Gonna go with gh micro/bloom, great white, and aqua shield here and there. Gonna keep it mad simple since I'm handwatering ugh. 

Been lurking 'round here for a lil while, and finally got things runnin so decided To post up. 

I'll get those pics up at some point during the day. 


See y'all soon


----------



## 209 Cali closet grower (Apr 5, 2012)

going to do a grow like your's, so post up!


----------



## Boogey (Apr 7, 2012)

I'm tryna get some pics up but my pc went to shit, and all I have is my iPhone...


----------



## Sencha (Apr 7, 2012)

What kind of Coco?


----------



## Boogey (Apr 8, 2012)

I'm using canna w hydroton at bottom. Anyone run slh sog before? I'm wondering what the stretch will be like...


----------



## Boogey (Apr 8, 2012)

got more room, but dont wanna go over my limit...


----------



## Boogey (Apr 8, 2012)

im currently supplementing air by opening doors plus window ac unit. haven't had to use it much, temps stay about 82degrees. my rh is usually around 30-50%. need to get more reflectix too. 

ill get some higher qual pics in here next time too...


----------



## vein5 (Apr 9, 2012)

damn must be a choir to water. I made my 4x4x8 room raised on wheels so I can spin it to get to each plant. Verey nice though


----------



## Boogey (Apr 9, 2012)

vein5 said:


> damn must be a choir to water. I made my 4x4x8 room raised on wheels so I can spin it to get to each plant. Verey nice though


Trust me it is. I'm using a lil pesticide watering jug to water. A lot easier on my back... Reaching the plants is a bitch. Not bad stuff w the wheels!!!


----------



## vein5 (Apr 12, 2012)

how often do you water? im using the canna line every other day. I'm thinking of watering everyday.


----------



## Boogey (Apr 12, 2012)

IMO the more you water the better. Anytime u can give the rootzone new air, is a plus. I usually water till I see a nice amount of water seep thru the bottom. Hell I use to water twice a day when I had smaller numbers, and the plants stayed so healthy...


----------



## vein5 (Apr 12, 2012)

so do you fetilize everytime with each watering


----------



## Boogey (Apr 12, 2012)

Sure do. Unless I see some nuts burn, or maybe some curling, then I just flush w ph'd water, and adjust the nutes.
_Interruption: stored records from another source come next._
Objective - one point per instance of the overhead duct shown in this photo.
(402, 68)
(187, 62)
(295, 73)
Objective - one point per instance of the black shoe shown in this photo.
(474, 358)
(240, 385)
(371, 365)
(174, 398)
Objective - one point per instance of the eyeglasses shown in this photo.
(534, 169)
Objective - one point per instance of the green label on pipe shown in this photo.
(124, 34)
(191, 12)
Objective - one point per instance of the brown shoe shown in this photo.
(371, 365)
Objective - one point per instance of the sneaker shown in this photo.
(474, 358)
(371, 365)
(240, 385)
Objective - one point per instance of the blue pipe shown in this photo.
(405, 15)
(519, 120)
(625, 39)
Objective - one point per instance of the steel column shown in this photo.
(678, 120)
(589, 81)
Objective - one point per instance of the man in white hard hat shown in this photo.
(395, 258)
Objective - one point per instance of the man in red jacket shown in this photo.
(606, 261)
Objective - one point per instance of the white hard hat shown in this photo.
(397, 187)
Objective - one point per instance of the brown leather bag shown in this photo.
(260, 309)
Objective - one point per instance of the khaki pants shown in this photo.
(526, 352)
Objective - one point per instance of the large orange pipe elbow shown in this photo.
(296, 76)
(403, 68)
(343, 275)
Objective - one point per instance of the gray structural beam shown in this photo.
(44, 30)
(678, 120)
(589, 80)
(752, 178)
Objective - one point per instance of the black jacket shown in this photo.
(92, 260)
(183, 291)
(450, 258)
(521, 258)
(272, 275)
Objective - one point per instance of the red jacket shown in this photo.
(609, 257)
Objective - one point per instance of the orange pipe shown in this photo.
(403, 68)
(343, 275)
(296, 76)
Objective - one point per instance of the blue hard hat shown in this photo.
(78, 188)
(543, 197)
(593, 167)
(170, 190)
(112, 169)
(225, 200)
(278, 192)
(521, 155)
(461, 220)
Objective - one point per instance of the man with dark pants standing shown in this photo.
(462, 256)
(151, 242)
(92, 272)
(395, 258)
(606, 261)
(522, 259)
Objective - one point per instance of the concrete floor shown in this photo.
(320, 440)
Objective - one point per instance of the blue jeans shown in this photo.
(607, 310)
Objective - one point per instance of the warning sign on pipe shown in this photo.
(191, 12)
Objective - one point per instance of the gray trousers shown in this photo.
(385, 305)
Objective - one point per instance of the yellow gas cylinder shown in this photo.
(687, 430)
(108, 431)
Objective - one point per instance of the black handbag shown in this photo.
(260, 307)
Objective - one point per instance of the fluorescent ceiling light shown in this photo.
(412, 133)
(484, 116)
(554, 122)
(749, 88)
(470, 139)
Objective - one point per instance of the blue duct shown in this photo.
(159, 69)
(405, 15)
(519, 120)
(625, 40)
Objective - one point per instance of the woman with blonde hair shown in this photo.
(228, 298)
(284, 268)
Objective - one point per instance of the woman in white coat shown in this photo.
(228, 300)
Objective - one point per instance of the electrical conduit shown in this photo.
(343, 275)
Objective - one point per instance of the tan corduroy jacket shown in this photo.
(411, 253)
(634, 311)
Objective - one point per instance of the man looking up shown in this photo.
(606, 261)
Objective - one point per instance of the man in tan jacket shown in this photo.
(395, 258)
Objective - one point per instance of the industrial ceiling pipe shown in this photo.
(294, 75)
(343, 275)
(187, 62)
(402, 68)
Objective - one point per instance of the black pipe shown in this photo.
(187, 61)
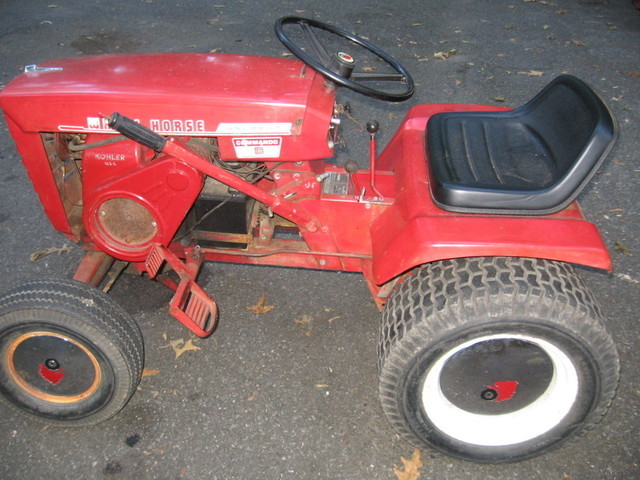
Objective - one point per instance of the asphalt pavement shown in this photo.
(293, 393)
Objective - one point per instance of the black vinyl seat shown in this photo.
(533, 160)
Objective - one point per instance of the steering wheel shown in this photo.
(339, 67)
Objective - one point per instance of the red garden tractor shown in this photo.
(465, 227)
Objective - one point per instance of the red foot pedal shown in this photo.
(192, 307)
(154, 260)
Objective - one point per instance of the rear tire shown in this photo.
(69, 355)
(494, 359)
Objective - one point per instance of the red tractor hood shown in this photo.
(174, 94)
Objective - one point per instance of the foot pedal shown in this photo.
(155, 259)
(192, 307)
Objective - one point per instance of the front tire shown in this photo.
(69, 355)
(494, 359)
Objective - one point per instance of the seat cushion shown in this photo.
(531, 160)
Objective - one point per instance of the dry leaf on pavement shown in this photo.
(180, 346)
(411, 467)
(260, 308)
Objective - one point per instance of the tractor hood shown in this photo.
(174, 94)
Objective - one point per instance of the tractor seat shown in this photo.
(533, 160)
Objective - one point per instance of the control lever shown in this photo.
(373, 127)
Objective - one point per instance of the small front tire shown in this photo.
(69, 355)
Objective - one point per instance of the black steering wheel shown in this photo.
(338, 68)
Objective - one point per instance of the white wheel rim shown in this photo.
(535, 419)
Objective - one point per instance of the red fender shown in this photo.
(413, 231)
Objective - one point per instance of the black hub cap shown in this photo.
(53, 367)
(496, 376)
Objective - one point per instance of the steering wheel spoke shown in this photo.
(378, 77)
(325, 58)
(323, 62)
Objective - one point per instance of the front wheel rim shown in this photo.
(39, 372)
(544, 412)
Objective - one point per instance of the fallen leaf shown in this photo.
(445, 55)
(532, 73)
(260, 308)
(304, 320)
(178, 349)
(411, 467)
(47, 251)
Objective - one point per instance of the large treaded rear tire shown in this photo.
(69, 355)
(494, 359)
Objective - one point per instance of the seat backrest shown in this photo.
(575, 125)
(533, 160)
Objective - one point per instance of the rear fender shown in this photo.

Canna is fuckin great; so hard to overwater and plants respond really fast to feedings


----------



## Boogey (Apr 12, 2012)

Oh so my girls are being flipped now. :0 I got a bunch of new pics to put up soon...


----------



## vein5 (Apr 13, 2012)

thanks for the info, looking forward to the pics


----------



## hattowndank (Apr 14, 2012)

crazy setup man that looks intense to maintain, cant wait to see this mature, keep up the great work, subed!


----------